アメリカが現在、安倍自民党政府に実行させようとしているのは、アジアを重視する「新軍事戦略」にもとづき、対中国代理戦争のために日本を駆り立て、米本土防衛の盾にすることである。アメリカの「新軍事戦略」はアフガン・イラク戦争で敗北し、米国家財政が窮地に陥るなか、アジアや中国を重視する戦略で、それは米軍はハワイやグアム、オーストラリアなど後方に下げて、中国の核ミサイル攻撃が届く九州、沖縄をはじめ日本列島、台湾、フィリピンを結ぶ第一列島線を最前線の盾にするものである。対中国戦争をしかけるが、戦争の前面には日本や韓国、フィリピンなどの近隣諸国の兵員を立たせ、米軍の損害は最少にしてアメリカの国益のために日本人を使う作戦だ。
さらに日本のTPP参加によってアジア・太平洋で日本を中心とするアメリカ支配の経済ブロック化をすすめ、中国を支配下に置く野望をすすめている。そのとき国の最高法規である憲法を「自主的に」アメリカの戦争に総動員するものへ変えようとする勢力が、いかに恥ずべき売国奴かということである。
全既存政党が対米盲従 悪質な「日共」
各政党の対応もみな対米盲従でアメリカの企む戦争に日本を総動員する方向と対決しないことが特徴となっている。維新の会やみんなの党は自民党と同様に「改憲」推進の立場。公明党は支持層に戦争体験者や戦争反対世論が強いため「憲法の精神や9条は変えない」というが改憲発議要件を緩和する96条改悪には手を貸す方向だ。
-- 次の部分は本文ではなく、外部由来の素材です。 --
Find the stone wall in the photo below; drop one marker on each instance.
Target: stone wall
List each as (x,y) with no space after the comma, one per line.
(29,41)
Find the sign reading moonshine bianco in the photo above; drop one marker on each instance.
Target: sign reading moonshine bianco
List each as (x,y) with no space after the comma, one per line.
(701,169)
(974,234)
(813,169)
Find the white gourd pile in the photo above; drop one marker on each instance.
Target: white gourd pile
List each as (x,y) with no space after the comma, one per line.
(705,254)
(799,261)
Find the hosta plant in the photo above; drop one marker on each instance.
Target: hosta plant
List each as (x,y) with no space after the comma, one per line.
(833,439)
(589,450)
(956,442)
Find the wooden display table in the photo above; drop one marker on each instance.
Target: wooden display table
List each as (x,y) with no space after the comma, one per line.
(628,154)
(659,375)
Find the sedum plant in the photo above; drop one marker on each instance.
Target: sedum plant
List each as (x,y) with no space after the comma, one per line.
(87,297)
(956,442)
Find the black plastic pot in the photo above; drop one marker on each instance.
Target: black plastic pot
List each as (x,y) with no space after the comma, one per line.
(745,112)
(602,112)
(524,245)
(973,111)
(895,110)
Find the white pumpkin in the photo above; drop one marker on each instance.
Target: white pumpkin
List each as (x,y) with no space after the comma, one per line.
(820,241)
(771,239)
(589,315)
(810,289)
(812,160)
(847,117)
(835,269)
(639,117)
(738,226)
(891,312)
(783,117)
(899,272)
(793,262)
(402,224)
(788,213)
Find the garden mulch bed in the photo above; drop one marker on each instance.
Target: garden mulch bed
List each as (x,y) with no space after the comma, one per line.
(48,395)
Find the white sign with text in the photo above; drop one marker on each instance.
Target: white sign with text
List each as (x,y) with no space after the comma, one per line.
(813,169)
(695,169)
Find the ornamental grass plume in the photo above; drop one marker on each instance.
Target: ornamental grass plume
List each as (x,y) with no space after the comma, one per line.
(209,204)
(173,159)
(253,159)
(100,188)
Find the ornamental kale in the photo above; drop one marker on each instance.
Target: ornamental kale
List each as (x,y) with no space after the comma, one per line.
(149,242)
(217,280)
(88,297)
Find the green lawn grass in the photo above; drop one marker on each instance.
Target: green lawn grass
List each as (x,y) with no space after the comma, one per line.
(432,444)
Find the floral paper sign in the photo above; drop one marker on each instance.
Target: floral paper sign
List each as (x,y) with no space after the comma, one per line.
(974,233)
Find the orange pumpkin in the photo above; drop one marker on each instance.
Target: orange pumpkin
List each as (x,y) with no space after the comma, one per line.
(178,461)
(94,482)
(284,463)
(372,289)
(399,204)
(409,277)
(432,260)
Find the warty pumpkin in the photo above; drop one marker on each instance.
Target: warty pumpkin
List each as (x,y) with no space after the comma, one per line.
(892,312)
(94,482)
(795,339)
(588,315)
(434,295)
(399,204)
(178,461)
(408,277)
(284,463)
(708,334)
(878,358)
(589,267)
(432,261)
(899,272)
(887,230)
悪質なのが「共産党」の看板を掲げた「日共」修正主義集団や「護憲」をかかげる社民党などの「革新」勢力だ。彼らは表向きは「改憲」反対の立場だが行動は逆。「日共」修正主義集団は米軍基地撤去の行動が起きると本土と沖縄の分断を煽り、朝鮮ミサイル問題が起きると先頭にたって排外主義を煽り、核独占を強めるオバマの核戦略を礼賛し続けている。そして選挙の幻想が崩壊し投票を拒否する有権者には「選挙に行かず無責任」「おかしな政治家が出るのは政治に無関心な国民のせいだ」と煽り国民間の分断に躍起となっている。社民党は村山首相のとき「自衛隊合憲発言」で自衛隊派兵に道を開く仕掛け人となり、消滅寸前。どちらも「戦前の軍国主義反対」と主張して、アメリカが「自由・民主・人権」の名で引き起す戦争に協力する欺瞞的な正体を暴露している。
現在、動いている改憲策動はアメリカが押しつける「戦争のできる国にする」ための「改憲」の実行であるが、日本人民のなかでは第2次大戦の痛ましい体験と戦後の苦難に満ちた経験が戦争前夜のきな臭い空気への危惧とともにますます鮮明によみがえっている。若い世代のなかでも「今戦争体験を学んでおかなければだれも後に伝える人がいなくなる」と真剣な問題意識が拡大している。このなかで戦争体験を抹殺し、日本人民の貧困、反動、戦争、売国による困難を法制化する改憲を阻止する行動機運が広がっている。
安倍首相は「参院選で改憲を争点にする」と叫んでいるが、こうした売国政治家に鉄槌を加え思い知らせるときにきている。独立・民主・平和・繁栄の日本を目指すあらゆる要求を合流させた、全国民的な世論と運動を強めることが決定的なところにきている。